Yeah. And, and sometimes you don't hear from those people again. And that's sad and that's scary because you don't know where they are or if they're alive. But that's part of the journey. I think, you know, when I go to an AA meeting, I have a group of people that I see every single time I go to the meeting and then after a few months, suddenly people don't show up anymore. And you're like, Where did so and so go? And you're worried and, you know, maybe they picked up again and you don't know where they are. But that is selfishly a reminder myself that that could be me too. And I need to, you know, work my program every day to stay sober. So it's a scary reminder. It's not like Yeah. You know, I'm comparing myself to them that like, you gotta know like, Hey, you know, that could be me too. And I gotta every day make the plan, the choice not to drink.
Speaker 1 (09:14):
Yeah. Thank you. Um, are you active in the community to help others stop or educate beforehand about alcohol?
Speaker 2 (09:25):
So Alcoholics Anonymous, um, does believe in helping other alcoholics. That's one of, there's 12 steps in the 12 step program. Um, and it says, you know, the 12th step is to help others achieve sobriety. But the other thing is, is that Alcoholics Anonymous says that only someone who wants to get sober is going to be able to, I've seen people whose bosses say, You need to stop drinking or you're gonna lose your job. Or I've seen husbands and wives say, If you don't quit drinking, I'm gonna leave you. And, or you know, children, you know, parents, children of parents saying, Mom, Dad, I want you to quit drinking. The person with the addiction is the one who needs to want, want it. You can't do it for anyone else but yourself. And, um, so I do work with AA and I do talk to other alcoholics daily and, and you know, now in this day and age, we text each other daily, Hey, today's gonna be a great day. And, you know, we support each other. Yeah. Um, but like I said, you can't help someone who doesn't want it for themselves. Yeah. So, like sometimes people would say, I, I've had friends say, Hey, I think my, my spouse is drinking too much. Would you talk to he or she? And sometimes they don't want to hear it. Yeah. Because they don't believe they have a problem. If someone doesn't believe they have a problem, they're not gonna be able to get help. So that's the scary thing.
Speaker 1 (10:36):
Yeah. So interesting. Um, have you personally suffered from any overdoses or near death experiences due to your addiction?
Speaker 2 (10:47):
Yeah. So I've had a lot of health problems. I, um, I was drinking to a point that I was having seizures, um, which is very scary. That means that your body is just can't handle the alcohol. That's how bad it is. And I, I truly, like a few hours without a drink, I would have tremors, my hands would shake, I would be at work and my hands were shaking cuz my body was craving alcohol. I would break out into a cold sweat because I had alcohol trying to get outta my system. Yeah. But my body was still craving it. Um, I actually had a seizure at work and had to be taken my ambulance to the hospital. Wow. Um, I've had many seizures. Um, and then you also literally, I mean, it got to the point, and this is embarrassing to tell, but people need to hear it. Yeah. You will literally be vomiting and after you vomit your body says, I need another drink, and you
pick up a drink right then and there. So I was hospitalized twice for, um, my alcoholism. Um, I detoxed in the hospital. Um, it's not a pretty site. They, um, they literally tie you to a bed. And, um, I was having hallucinations from withdrawal. Like I was seeing things that weren't there. I thought the nurses were, this might sound like a silly story, but there was a nurse helping me and I thought she was painting the room to the hospital. And I like, called my spouse and said, Why are they painting in my room? But none of that was happening. Yeah. Like, I vividly remember that. And then when you're in withdrawal after you go to rehab, I mean, you're on all kinds of medications and you, you know, your body is just craving the drink and you know, you're constantly need to dehydrating yourself.

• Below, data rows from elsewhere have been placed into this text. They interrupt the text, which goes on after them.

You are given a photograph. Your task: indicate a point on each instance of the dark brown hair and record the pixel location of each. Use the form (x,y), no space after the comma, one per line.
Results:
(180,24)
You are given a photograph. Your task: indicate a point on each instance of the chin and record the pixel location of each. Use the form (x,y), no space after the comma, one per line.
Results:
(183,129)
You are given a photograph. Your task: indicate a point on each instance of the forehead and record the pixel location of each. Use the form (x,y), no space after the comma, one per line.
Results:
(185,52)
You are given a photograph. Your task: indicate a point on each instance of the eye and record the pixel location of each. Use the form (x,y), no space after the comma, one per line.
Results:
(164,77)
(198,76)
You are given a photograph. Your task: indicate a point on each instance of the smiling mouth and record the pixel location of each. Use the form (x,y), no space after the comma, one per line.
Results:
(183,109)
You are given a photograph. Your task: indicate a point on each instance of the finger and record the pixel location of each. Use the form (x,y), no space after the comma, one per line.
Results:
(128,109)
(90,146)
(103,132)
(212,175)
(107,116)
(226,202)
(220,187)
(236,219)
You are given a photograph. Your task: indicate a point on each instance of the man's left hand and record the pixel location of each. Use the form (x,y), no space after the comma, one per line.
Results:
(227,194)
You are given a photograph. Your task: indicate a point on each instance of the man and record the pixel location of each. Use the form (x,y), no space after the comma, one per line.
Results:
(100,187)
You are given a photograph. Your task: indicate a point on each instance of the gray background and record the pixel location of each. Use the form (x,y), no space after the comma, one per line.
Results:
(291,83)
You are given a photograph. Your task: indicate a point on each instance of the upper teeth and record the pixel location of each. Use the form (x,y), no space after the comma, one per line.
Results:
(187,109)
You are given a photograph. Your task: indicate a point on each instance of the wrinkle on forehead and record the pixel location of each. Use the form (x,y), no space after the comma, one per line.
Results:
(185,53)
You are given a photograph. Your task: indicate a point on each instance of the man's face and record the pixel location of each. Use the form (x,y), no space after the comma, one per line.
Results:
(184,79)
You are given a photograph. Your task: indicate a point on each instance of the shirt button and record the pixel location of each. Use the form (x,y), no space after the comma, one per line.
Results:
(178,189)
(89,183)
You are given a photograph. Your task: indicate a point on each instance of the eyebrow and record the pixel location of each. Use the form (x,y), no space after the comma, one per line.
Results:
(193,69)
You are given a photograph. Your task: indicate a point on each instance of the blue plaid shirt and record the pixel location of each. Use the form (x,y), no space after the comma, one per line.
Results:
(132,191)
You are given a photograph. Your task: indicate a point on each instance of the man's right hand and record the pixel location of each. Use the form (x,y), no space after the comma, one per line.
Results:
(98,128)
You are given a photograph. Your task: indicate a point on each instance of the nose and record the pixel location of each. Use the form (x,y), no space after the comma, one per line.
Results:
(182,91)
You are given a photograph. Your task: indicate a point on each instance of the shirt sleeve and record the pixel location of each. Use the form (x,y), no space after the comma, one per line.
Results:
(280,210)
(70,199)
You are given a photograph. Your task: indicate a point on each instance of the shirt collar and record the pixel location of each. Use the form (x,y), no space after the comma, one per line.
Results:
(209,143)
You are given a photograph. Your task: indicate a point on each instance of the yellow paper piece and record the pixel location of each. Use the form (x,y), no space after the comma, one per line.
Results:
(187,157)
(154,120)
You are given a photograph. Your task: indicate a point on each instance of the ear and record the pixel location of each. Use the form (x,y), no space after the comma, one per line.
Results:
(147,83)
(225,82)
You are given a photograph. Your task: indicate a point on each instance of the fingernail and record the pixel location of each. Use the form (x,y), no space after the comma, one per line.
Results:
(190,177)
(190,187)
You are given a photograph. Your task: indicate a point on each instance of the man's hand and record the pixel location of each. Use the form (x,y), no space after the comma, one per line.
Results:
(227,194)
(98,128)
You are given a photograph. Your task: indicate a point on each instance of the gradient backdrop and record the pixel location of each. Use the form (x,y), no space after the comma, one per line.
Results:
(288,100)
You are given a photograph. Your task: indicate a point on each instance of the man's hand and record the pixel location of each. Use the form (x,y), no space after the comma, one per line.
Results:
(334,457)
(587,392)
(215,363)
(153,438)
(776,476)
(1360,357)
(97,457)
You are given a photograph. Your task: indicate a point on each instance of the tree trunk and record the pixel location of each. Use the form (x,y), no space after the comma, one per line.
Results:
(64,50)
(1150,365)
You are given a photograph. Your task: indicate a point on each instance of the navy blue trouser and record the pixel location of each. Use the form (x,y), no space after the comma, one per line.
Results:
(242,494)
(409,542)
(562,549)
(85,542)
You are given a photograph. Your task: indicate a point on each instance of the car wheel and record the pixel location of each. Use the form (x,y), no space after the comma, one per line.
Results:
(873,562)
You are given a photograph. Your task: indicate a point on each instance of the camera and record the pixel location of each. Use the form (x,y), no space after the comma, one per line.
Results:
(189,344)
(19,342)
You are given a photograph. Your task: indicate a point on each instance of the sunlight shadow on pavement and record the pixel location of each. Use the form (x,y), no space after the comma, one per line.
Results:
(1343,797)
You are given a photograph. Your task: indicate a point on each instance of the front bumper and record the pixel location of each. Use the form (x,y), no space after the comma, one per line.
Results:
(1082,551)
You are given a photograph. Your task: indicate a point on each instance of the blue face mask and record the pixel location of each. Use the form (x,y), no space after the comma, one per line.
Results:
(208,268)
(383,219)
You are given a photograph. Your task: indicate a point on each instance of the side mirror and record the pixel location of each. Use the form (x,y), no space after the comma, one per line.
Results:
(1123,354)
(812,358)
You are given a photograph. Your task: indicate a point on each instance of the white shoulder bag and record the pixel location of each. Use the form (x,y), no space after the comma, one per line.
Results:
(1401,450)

Um, it's a really scary, scary thing. The seizures were the scariest. Um, I now take se anti-seizure
medicine on a daily basis. Yeah. Um, so that was some of the health complications. I'm trying to think. You know, I mean, seizures are, are pretty serious. I actually lost my license for six months. Um, sometimes you'll talk to people who are alcoholic and they've lost their license because of DUIs or things like that. I was lucky enough to never have a DUI, but I had my license taken
from me. Um, if you have a seizure, it's the law that a doctor reports to the state of Pennsylvania and then the state takes your license away for six months. And so trying to get to work, trying to get to the grocery store without a car when you live in the suburbs is pretty scary and hard.
Speaker 1 (12:59):
Yeah. Thank you so, Sure. Um, have you lost any friends or family from, um, drug or alcohol? And did that influence your behavior or outlook?
Speaker 2 (13:13):
Um, I've not lost any family, but people that I've met at my AA club, we have AA can be met anywhere. AA meetings can happen at a church, at a hall. I belong to what's called an AA clubhouse. It's a building that just has alcohol anonymous meetings all day long. That's nice. It goes all day and it's sad. I mean, it's, it's wonderful. It's a great support group. I mean, we have social events. Um, like we literally yesterday just had a pig roast, which we have once a year. It's a, it's a family event. It's not just for people to go to the meetings with their families and their kids, but we do have a wall inside of our clubhouse with pictures of people who have died because they've relapsed and picked back up. Oh wow. And that's scary. You know, there's people that you sit next to and a few months later you find out they're going. And, um, like I said, that's a scary, scary reminder. Um, I haven't had any family members with that problem. Um, but, you know, people, you know, are with you and a couple months later they're gone again. That's, that's pretty scary.
Speaker 1 (14:06):
Yeah. Um, what was your home li life like then and now?
Speaker 2 (14:12):
Um, when I was actively drinking, the only thing I cared about was having a drink. Um, I married, I did not speak to my spouse at all when I was drinking. I got home from work, I poured myself a drink and I went upstairs and sat in front of the TV until I passed out. And, um, it was a pretty bad situation because we didn't spend time together. We didn't have quality time together. Um, I would wake up, go to work, come back, and that, that was my routine. And I was, if, if there was a party going on or a dinner going on, I made sure I had drinks in my system before the party because I didn't want people seeing how much I was drinking at the party or at the dinner. So I had it in my system. So people didn't think, Oh, you're drinking too much in front of everyone.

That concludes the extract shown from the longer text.